In this paper, a semantic relationship mining method among genes, disorders, and drugs from different biomedical datasets is presented. Semantic relationship mining across different biomedical datasets was performed to address this problem.

Parkinson’s disease (PD) is a pervasive neurodegenerative disorder that affects approximately 6 million people worldwide. Genes play an essential role in the development of PD. Monogenic forms account for approximately 10% of all PD cases [31], while the other cases are multifactorial. An increasing number of PD loci have been identified [32]. We used PD as a case study and focused on mining the putative and most current disorder-gene-drug relationships of PD from four different biomedical datasets. We addressed some of the current challenges in the field, such as integration with different existing medical datasets and the exploitation of semantic relationship mining in real-case scenarios. This approach transcends the limitations of distributed heterogeneous data sources and results in more complete datasets in such a way that medical researchers can freely access multiple datasets across platforms. This study will impact future translational medical research.
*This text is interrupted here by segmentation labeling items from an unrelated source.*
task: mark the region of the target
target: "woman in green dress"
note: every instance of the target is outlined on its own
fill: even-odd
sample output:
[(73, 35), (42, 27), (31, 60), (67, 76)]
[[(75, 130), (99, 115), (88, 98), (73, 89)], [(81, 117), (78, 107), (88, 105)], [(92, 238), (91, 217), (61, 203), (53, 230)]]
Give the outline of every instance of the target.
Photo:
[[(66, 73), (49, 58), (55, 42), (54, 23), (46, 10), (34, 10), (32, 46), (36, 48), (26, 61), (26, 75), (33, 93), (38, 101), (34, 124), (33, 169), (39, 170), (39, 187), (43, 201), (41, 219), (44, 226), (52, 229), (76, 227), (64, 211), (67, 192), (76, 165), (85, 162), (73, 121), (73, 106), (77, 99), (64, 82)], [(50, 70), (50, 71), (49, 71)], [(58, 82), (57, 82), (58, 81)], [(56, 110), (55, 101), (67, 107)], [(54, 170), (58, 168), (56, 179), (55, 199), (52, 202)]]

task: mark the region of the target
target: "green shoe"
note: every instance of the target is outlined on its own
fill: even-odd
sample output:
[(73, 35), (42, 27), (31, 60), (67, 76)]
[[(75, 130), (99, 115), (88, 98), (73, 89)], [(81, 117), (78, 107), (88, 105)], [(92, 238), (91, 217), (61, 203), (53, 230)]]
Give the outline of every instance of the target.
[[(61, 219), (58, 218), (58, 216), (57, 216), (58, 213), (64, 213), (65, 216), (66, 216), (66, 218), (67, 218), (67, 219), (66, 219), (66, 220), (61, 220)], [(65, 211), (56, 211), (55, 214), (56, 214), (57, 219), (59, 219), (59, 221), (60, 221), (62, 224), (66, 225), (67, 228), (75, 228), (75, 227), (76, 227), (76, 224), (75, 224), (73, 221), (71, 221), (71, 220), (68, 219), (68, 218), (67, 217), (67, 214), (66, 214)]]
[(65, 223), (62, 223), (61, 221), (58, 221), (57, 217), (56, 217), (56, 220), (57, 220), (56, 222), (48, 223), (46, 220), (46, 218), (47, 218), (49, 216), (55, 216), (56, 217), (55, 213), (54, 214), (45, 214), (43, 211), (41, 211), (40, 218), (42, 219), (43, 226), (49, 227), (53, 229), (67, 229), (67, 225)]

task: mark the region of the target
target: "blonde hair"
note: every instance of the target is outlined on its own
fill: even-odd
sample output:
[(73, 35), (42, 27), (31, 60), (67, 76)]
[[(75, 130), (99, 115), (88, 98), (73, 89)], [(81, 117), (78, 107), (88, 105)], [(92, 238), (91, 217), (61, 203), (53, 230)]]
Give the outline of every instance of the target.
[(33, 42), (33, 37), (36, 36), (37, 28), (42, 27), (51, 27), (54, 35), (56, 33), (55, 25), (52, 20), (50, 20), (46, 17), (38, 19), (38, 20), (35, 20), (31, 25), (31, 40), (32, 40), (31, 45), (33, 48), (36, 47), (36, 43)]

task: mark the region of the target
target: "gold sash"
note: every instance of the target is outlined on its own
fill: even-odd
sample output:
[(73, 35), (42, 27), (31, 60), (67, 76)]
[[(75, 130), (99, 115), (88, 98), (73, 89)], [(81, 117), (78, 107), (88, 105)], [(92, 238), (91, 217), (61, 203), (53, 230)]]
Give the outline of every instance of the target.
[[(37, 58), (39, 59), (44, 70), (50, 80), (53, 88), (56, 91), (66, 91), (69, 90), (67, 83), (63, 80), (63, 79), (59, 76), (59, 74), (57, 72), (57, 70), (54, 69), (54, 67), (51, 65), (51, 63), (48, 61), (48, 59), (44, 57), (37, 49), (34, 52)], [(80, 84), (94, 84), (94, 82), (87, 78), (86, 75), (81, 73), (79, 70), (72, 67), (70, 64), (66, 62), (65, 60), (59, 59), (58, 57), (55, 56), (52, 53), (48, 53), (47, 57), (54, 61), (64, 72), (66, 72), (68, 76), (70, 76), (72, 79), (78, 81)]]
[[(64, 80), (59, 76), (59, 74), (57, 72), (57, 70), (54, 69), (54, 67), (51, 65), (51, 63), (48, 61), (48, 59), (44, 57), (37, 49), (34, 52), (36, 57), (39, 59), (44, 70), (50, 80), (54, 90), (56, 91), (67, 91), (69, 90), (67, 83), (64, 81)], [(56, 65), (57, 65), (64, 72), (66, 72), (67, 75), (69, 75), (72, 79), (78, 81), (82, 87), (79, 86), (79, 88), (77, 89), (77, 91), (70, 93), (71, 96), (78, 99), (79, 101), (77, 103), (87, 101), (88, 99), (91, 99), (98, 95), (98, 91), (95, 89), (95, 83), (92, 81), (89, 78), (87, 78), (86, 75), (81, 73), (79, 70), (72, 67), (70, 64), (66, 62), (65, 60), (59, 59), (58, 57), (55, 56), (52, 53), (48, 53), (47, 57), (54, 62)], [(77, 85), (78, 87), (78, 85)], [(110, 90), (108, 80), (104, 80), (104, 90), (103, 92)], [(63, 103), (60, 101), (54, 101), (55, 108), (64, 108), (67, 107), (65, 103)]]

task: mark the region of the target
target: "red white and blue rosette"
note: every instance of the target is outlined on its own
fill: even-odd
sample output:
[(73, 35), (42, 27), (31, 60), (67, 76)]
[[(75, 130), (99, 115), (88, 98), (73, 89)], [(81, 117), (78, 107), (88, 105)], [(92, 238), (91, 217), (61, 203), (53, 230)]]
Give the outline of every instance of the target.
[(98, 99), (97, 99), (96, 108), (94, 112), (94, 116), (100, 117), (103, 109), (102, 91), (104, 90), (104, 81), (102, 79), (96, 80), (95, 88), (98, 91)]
Multisource data integration

The following life science datasets were studied in this paper: SemMedDB, KEGG, Uniprot, and PharmGKB. Different organizations publish these datasets. UMLS Metathesaurus was introduced to solve the morphology and polysemy problems. These datasets contain domain patterns for disorders (disorder), chemicals and drugs (drug) and genes and molecular sequences (gene). Figure 1 shows nine drug-disorder, gene-disorder, and drug-gene relationships.

Fig. 1

Gene-Disorder-Drug Relationships

Before mining, we converted the relational databases (including PharmGKB, KEGG, Uniprot, and SemMedDB) into the RDF data format using the D2R tool [33] to obtain the SemMedRDF, KEGGRDF, UniprotRDF and PharmGKBRDF datasets. We constructed Algorithm I to mine the semantic relationship types between SemMedRDF and other life science linked open data datasets.


Algorithm I is described step by step as follows.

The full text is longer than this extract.